Damit ist ein Technologie-Upgrade gemeint, das derzeit in der medizinischen Welt bei OEMs (Original Equipment Manufacturers) stattfindet. Apropos: Kromek hat letztes Jahr einen Vertrag über 37,5 Millionen US-Dollar unterzeichnet Siemens Healthineers über vier Jahre laufen.
Damit soll der Medizintechnikriese „Know-how und Nutzungsrechte an geistigem Eigentum auf nicht-exklusiver Basis sowie Öfen und damit verbundene Dienstleistungen„Der Vertrag hat der Advanced Imaging-Einheit des Unternehmens einen erheblichen Aufschwung gegeben.
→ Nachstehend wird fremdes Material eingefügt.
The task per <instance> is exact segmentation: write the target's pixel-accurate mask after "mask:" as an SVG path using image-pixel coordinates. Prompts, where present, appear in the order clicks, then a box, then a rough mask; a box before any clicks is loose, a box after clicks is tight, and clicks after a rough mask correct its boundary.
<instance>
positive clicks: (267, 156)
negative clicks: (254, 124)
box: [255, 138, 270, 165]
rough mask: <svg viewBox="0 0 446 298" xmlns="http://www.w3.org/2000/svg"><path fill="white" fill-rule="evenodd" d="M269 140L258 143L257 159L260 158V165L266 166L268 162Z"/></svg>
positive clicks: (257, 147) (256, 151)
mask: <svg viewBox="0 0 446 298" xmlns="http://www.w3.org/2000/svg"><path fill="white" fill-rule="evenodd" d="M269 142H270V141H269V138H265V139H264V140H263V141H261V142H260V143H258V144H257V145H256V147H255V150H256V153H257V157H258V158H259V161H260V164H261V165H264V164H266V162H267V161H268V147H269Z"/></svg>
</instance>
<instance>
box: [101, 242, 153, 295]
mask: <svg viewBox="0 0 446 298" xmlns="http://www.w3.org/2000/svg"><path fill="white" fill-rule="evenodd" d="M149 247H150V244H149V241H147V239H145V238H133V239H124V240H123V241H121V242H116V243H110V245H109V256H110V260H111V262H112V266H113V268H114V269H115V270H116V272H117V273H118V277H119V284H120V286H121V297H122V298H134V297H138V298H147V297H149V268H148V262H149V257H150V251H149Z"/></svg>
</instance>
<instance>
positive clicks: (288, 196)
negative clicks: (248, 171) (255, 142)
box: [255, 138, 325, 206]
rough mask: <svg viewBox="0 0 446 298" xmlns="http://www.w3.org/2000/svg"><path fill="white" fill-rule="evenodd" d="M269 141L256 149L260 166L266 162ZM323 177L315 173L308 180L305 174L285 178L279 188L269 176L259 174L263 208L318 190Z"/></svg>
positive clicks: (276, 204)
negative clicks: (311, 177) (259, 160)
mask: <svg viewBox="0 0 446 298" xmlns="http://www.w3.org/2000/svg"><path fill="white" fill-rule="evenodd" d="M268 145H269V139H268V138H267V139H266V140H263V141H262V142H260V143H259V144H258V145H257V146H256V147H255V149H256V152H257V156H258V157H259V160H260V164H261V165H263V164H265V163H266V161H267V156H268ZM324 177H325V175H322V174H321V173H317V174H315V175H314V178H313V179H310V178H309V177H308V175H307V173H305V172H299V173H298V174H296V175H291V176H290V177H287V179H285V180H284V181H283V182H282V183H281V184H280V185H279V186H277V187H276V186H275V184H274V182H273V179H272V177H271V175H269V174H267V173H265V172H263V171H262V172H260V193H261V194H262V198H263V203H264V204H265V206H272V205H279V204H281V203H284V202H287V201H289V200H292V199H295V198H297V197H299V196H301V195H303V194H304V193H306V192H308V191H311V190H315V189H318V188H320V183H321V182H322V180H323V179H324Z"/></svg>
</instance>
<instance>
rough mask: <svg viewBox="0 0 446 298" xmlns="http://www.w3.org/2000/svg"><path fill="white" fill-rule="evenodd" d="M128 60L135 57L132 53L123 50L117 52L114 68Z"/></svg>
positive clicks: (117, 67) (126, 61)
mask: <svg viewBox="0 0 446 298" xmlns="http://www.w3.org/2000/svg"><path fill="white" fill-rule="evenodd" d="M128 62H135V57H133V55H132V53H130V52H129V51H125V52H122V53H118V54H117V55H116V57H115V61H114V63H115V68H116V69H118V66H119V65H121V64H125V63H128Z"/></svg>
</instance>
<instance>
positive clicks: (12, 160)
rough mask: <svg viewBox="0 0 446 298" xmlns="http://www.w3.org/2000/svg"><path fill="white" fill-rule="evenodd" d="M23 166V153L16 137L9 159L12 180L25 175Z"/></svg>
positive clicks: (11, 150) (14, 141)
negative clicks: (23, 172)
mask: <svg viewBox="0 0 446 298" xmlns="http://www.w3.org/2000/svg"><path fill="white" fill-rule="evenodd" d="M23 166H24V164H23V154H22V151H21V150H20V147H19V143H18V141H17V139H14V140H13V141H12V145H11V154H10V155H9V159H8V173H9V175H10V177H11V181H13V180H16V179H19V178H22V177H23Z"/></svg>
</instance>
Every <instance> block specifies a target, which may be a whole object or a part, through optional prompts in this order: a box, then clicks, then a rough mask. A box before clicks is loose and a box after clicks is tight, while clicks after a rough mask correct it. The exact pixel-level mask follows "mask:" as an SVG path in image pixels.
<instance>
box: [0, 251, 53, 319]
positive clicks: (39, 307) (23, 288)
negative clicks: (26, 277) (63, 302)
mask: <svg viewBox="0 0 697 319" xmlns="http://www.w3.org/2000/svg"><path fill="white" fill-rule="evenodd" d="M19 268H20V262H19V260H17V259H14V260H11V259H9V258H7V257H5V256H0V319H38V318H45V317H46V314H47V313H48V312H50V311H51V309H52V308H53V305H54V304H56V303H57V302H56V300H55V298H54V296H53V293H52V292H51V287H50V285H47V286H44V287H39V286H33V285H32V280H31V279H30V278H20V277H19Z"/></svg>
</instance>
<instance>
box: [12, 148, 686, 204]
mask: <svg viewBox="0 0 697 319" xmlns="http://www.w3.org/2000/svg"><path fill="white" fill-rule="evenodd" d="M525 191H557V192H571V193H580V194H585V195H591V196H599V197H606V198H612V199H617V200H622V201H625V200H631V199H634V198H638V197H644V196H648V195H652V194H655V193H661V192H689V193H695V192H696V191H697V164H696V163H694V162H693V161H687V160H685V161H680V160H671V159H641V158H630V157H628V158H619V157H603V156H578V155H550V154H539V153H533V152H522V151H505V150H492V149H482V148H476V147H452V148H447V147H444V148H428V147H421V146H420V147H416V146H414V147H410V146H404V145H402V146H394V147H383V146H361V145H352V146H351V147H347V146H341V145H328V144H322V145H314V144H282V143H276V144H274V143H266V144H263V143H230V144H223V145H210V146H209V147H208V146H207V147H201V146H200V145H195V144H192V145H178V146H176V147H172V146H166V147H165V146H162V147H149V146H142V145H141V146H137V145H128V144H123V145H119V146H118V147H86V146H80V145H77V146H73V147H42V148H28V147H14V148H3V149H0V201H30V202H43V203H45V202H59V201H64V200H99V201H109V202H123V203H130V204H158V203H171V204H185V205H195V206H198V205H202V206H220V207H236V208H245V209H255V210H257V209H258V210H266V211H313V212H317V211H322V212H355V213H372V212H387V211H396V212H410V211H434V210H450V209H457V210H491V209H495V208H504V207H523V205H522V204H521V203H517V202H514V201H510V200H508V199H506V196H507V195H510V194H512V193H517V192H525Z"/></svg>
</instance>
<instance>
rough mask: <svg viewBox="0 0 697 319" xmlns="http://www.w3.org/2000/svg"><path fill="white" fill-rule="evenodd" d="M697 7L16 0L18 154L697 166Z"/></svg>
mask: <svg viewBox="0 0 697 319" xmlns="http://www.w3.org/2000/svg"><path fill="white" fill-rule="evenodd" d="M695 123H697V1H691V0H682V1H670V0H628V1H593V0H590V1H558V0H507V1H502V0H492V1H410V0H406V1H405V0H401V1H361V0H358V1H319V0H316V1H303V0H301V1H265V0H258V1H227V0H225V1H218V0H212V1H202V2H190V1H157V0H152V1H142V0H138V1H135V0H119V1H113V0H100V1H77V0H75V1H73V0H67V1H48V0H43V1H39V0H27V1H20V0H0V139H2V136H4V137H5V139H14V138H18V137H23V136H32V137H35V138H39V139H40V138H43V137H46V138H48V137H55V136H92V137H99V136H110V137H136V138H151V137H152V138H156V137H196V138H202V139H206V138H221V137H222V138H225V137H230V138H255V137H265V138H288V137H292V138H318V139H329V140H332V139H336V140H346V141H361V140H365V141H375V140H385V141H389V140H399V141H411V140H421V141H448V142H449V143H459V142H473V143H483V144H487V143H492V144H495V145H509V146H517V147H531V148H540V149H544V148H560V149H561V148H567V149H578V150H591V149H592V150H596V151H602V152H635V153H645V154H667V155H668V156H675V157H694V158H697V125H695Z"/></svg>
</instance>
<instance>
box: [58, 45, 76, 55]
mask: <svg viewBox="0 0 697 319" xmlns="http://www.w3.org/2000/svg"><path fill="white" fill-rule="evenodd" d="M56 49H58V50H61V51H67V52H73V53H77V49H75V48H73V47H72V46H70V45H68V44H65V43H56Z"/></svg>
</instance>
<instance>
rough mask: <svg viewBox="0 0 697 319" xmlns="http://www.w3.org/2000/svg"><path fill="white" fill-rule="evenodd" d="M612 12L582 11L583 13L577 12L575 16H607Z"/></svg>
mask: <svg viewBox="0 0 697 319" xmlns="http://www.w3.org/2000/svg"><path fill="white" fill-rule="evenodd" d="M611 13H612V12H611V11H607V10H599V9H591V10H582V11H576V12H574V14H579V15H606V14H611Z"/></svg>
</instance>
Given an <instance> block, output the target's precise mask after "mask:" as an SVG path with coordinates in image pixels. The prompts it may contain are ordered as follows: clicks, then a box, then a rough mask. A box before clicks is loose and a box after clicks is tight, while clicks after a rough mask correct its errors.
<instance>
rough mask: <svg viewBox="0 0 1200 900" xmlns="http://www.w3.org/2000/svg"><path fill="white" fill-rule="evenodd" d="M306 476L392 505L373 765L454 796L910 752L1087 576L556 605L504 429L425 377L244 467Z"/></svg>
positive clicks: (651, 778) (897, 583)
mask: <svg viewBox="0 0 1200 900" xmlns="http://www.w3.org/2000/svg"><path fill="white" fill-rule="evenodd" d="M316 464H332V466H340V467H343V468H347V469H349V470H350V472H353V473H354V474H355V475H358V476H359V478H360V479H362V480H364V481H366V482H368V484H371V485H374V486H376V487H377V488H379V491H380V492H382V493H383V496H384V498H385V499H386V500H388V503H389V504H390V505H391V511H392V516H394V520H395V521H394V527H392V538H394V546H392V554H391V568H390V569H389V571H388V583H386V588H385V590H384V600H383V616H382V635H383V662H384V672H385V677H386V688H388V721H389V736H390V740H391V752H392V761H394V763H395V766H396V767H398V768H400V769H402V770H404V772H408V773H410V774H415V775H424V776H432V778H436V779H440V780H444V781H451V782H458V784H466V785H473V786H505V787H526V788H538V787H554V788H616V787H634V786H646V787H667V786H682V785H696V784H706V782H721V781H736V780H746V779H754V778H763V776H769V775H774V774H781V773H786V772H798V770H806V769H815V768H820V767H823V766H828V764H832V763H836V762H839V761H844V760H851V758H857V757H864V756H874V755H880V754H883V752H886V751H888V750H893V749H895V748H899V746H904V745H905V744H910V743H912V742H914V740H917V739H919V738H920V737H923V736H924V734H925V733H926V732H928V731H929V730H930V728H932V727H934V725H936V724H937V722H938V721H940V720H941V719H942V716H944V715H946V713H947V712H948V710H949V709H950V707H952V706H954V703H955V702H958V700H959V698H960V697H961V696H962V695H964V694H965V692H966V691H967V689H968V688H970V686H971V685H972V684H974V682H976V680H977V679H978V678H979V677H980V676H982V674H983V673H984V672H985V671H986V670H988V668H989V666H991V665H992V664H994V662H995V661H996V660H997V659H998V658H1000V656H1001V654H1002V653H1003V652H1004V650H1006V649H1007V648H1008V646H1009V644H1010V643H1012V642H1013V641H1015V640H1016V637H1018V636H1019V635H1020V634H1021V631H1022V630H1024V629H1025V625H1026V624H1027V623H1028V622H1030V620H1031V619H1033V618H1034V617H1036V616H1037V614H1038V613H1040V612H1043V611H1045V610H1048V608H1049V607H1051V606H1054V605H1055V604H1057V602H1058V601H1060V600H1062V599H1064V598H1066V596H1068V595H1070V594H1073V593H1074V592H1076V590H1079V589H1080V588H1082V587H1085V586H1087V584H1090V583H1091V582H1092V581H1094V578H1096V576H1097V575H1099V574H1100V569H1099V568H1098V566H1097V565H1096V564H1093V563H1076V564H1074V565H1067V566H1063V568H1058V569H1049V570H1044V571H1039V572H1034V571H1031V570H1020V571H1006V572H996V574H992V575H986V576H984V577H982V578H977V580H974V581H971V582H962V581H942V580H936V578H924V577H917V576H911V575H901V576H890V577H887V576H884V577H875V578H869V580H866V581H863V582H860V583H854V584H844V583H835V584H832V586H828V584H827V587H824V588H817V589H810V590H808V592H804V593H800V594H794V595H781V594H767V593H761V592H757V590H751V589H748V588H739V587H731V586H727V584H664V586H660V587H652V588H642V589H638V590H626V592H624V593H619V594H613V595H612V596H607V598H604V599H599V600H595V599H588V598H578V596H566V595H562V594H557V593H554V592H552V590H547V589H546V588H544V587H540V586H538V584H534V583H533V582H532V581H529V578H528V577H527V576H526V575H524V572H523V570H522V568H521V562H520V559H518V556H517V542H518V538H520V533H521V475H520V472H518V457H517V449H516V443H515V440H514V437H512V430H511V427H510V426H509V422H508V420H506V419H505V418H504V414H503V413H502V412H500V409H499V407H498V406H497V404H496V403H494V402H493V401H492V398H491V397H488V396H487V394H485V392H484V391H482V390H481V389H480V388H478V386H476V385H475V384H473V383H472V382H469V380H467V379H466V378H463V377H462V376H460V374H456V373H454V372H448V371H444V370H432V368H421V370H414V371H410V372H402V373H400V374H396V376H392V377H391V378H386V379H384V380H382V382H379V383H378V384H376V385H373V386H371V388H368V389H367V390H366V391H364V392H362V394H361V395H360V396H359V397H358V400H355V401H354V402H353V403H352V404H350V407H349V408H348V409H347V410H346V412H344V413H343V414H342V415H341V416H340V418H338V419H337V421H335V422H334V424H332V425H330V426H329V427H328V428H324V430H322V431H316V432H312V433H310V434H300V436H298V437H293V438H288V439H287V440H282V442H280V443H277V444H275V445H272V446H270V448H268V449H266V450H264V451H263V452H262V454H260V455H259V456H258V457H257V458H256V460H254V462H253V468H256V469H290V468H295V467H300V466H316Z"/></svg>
Unterdessen wächst der Geschäftsbereich CBRN-Erkennung, angetrieben durch die weltweite Nachfrage nach seinen nuklearen Sicherheitsprodukten und Bedenken hinsichtlich der nationalen Sicherheit.
Die Gruppe beendete das Jahr mit anhaltender Dynamik und konzentriert sich weiterhin auf die Umsetzung ihrer strategischen Prioritäten und das kontinuierliche Wachstum in beiden Geschäftsbereichen.
Kromeek
Was ist der Haken?
Ein Haken dabei ist, dass der Zeitpunkt der Vertragsabschlüsse zu uneinheitlichen Finanzdaten führen kann. Beispielsweise wird erwartet, dass der Umsatz im Geschäftsjahr 26 nur geringfügig höher ausfallen wird als im Vorjahr, doch zu diesem Zeitpunkt wurde ein Teil des lukrativen Siemens-Healthineers-Deals verbucht.
Dies hat natürlich auch Auswirkungen auf die Rentabilität. Für dieses Geschäftsjahr (GJ27) beträgt die Forward-Kurs-Gewinn-Verhältnis liegt bei 48, was die Aktie teuer erscheinen lässt. Doch ein paar neue Verträge könnten das Ergebnisbild schnell verändern.
Abschließend ist zu erwähnen, dass ein Anstieg der Zinssätze ein Risiko darstellt. Small-Cap-Wachstumsaktien wie Kromek (die keine lange Rentabilitätsgeschichte vorweisen können) reagieren äußerst empfindlich auf Zinsänderungen.
Mein Urteil
Alles in allem denke ich, dass die Aktie für einen abenteuerlustigeren Anleger einen Blick wert ist. Ein Preis-Umsatz-Verhältnis von 1,6 ist nicht besonders hoch, während es in den kommenden Jahren in ganz Europa und anderswo zahlreiche Möglichkeiten für Verteidigung und nationale Sicherheit geben dürfte.
Beispielsweise arbeitet das Unternehmen in seiner hochspezialisierten Bewertungskammer in der Grafschaft Durham an neuen Produkten zum Nachweis biologischer Arbeitsstoffe. Das Management geht davon aus, dass diese ab 2027 „bedeutsam„kommerzielle Möglichkeiten.